Achievement and maintenance of implant stability are prerequisites for long- term positive outcomes for osseointegrated implants. Thus, implant stability is the key to clinical success. Currently available clinical methods to determine implant stability and osseointegration are relatively crude and may entail percussing a fixture and abutment with Periotest. Radiographs are of value, but a standardised technique is necessary to ensure repeatability. This investigation was designed to study the application of a test method using resonance requency analysis to make quantitative measurements of the stability and shock transmission to the implant body influenced abutment type, torque force and different materials with superstructure.
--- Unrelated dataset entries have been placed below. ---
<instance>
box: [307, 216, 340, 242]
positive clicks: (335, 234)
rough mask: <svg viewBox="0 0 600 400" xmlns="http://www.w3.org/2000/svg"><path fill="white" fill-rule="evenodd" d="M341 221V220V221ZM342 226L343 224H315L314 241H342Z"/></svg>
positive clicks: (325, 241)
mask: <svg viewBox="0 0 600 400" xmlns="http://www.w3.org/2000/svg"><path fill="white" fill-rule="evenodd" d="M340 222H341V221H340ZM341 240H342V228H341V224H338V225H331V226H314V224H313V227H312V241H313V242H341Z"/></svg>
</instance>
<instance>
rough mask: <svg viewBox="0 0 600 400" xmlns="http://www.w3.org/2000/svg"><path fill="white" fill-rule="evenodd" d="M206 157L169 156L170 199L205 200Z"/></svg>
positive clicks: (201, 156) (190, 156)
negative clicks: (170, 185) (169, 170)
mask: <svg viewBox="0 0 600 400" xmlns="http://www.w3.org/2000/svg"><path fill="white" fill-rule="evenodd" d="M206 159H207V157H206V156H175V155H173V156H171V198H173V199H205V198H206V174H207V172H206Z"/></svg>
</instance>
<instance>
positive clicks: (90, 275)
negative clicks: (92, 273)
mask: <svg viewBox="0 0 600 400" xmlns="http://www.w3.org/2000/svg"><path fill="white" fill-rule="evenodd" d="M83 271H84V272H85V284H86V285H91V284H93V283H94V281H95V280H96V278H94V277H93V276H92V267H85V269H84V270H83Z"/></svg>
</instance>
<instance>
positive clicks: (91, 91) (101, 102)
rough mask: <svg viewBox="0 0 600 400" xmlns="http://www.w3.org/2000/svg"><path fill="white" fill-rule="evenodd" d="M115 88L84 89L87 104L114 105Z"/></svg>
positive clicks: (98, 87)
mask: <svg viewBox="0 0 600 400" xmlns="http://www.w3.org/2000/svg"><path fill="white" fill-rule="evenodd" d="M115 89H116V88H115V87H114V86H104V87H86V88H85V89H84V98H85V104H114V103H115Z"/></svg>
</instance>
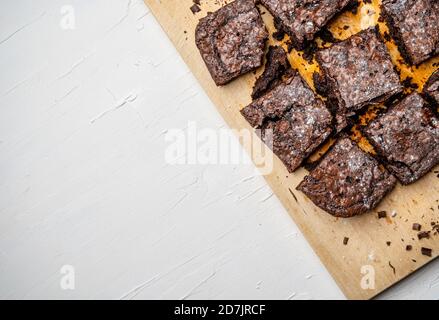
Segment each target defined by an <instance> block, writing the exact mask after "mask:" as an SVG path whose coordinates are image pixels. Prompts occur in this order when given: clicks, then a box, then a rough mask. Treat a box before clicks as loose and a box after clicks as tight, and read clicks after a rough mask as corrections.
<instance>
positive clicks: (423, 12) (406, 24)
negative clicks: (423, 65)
mask: <svg viewBox="0 0 439 320" xmlns="http://www.w3.org/2000/svg"><path fill="white" fill-rule="evenodd" d="M382 13H383V17H384V18H385V20H386V21H387V24H388V26H389V29H390V33H391V35H392V36H393V38H394V39H395V41H396V43H397V44H398V47H399V51H400V52H401V55H402V56H403V57H404V59H405V60H406V61H407V62H408V63H411V64H415V65H418V64H420V63H421V62H423V61H425V60H427V59H428V58H430V57H432V56H433V55H435V54H438V53H439V27H438V26H439V1H437V0H384V1H383V3H382Z"/></svg>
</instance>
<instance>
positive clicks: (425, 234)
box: [418, 231, 430, 240]
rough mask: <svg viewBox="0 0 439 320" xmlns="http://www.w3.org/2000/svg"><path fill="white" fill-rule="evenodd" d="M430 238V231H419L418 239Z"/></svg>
mask: <svg viewBox="0 0 439 320" xmlns="http://www.w3.org/2000/svg"><path fill="white" fill-rule="evenodd" d="M429 238H430V231H422V232H419V233H418V239H419V240H421V239H429Z"/></svg>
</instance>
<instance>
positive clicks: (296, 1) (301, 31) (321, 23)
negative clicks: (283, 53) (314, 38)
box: [260, 0, 351, 50]
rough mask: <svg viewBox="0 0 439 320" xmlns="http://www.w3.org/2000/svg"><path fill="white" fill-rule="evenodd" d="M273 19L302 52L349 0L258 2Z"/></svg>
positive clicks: (325, 0)
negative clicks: (327, 23)
mask: <svg viewBox="0 0 439 320" xmlns="http://www.w3.org/2000/svg"><path fill="white" fill-rule="evenodd" d="M260 2H261V3H262V5H264V6H265V7H266V8H267V9H268V11H270V13H271V14H272V15H273V17H274V19H275V24H276V27H277V28H279V29H281V30H282V31H284V32H285V33H287V34H288V35H289V36H290V38H291V41H292V44H293V46H294V47H296V48H297V49H300V50H302V49H303V48H304V45H305V44H306V42H307V41H309V40H312V39H314V36H315V34H316V33H317V32H318V31H319V30H320V29H321V28H322V27H324V26H325V25H326V24H327V23H328V21H329V20H330V19H331V18H332V17H333V16H334V15H336V14H337V13H339V12H340V11H341V10H343V8H344V7H345V6H346V5H347V4H349V3H350V2H351V0H260Z"/></svg>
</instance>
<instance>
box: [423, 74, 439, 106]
mask: <svg viewBox="0 0 439 320" xmlns="http://www.w3.org/2000/svg"><path fill="white" fill-rule="evenodd" d="M423 93H424V95H425V96H426V97H427V99H428V100H429V101H430V102H431V103H432V104H433V105H434V106H439V70H436V71H435V72H434V73H433V74H432V75H431V77H430V78H429V79H428V81H427V83H426V84H425V85H424V89H423Z"/></svg>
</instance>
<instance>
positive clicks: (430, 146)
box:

A threaded type implant (3i ; 3.75 mm diameter, 13. 0 mm length) was mounted in die stone. Conical and UCLA abutments were connected to implant with 5, 10, 20 and 32 Ncm fastening torque force and gold crowns were also affixed. The vibration pattern, vibration time and frequency power spectrum were measured by an accelerated pick up sensor which was attached to the crown and Fast Fourier Transform Analyzer. Conical and UCLA abutments obtained same tendency for higher tight force demonstrated short vibration time and high peak frequency area. ANOVA shows significant effects of abutment fastening torque force, types of abutment shape and superstructure engagement (segment and non-segment) for the resonance frequency. Influence of superstructure materials for resonance frequency analysis demonstrated no significant different between PFM, Estenia and cold cure resin crowns on the conical abutment, for vibration time and frequency peak spectrum. But in case of UCLA abutment, superstructure materials for resonance frequency analysis was significantly difference between in PFM with cold cure resin and Estenia with cold cure resin for vibration time and frequency peak spectrum. In concluded the clinical point of view, material selection for the UCLA abutment should be considered in tight bite, parafunction and group functioned occlusion cases.